Шрифт:
Интервал:
Закладка:
— Что-то я тебя не пойму, мил человек, ты к чему это клонишь, а? — сузила глаза санитарка.
— К чему, к чему… Мне пятьдесят пять, всю жизнь в казенном проходил, сначала детдом, потом казарма и погоны…Ни семьи, ни двора, ни кола… не хочу парню такой же судьбы… Отдайте мне его, я из него настоящего мужчину воспитаю!
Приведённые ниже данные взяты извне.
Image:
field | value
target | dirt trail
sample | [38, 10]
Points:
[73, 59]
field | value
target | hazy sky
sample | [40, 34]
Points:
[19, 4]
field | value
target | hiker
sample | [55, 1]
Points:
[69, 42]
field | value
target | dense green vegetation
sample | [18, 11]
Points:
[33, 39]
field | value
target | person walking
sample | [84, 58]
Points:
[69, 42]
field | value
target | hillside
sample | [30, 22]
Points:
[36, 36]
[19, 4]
— Как это… отдайте? — удивилась Рюрик. — Он что, вещь?! Да и в скорую мы уже звонили, они там в курсе, что у нас тут новорожденный.
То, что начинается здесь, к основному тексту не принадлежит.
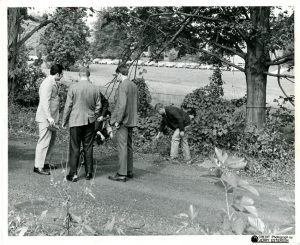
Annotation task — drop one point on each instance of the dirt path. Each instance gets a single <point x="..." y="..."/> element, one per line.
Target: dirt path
<point x="150" y="201"/>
— Нет, малец не вещь! А то, что вы звонили, так это даже и хорошо, лишних вопросов не будет. Чего они там поняли-то, что кто-то родил? А что, Мария Прокопьевна, не сочетаться ли нам с вами законным браком, а ребенка нам уже само провидение обеспечило.
— Это предложение? — окинула медичка оценивающим взглядом мужчину.
— А что, вы вполне привлекательная женщина, я так вообще чертовски привлекательный мужчина, — женщины рассмеялись такой незамысловатой шутке, а Сталинида толкнула подругу в бок.
— Соглашайся, не ломайся, а то я отобью.
— Да ну вас, тут такая проблема, а им все шуточки.
— А я и не шучу, — стал вдруг предельно серьезным Святослав. — Нас тут четверо взрослых, поживших и всякое повидавших людей. Все одинокие, так неужели мы все вместе одного мальца не поднимем, человека из него не сделаем?
— А документы?
— Машка, не глупи! Святослав дело предлагает. А документы? Что мы тебе, обменную карту не заведем, справку о рождении не выпишем? Вон, Славку на рыбалку отправим, завезешь «барашка» в областную, завгинекологии, он тебе все, что надо, и оформит. Вот и будет у тебя сынок, а у меня внучок.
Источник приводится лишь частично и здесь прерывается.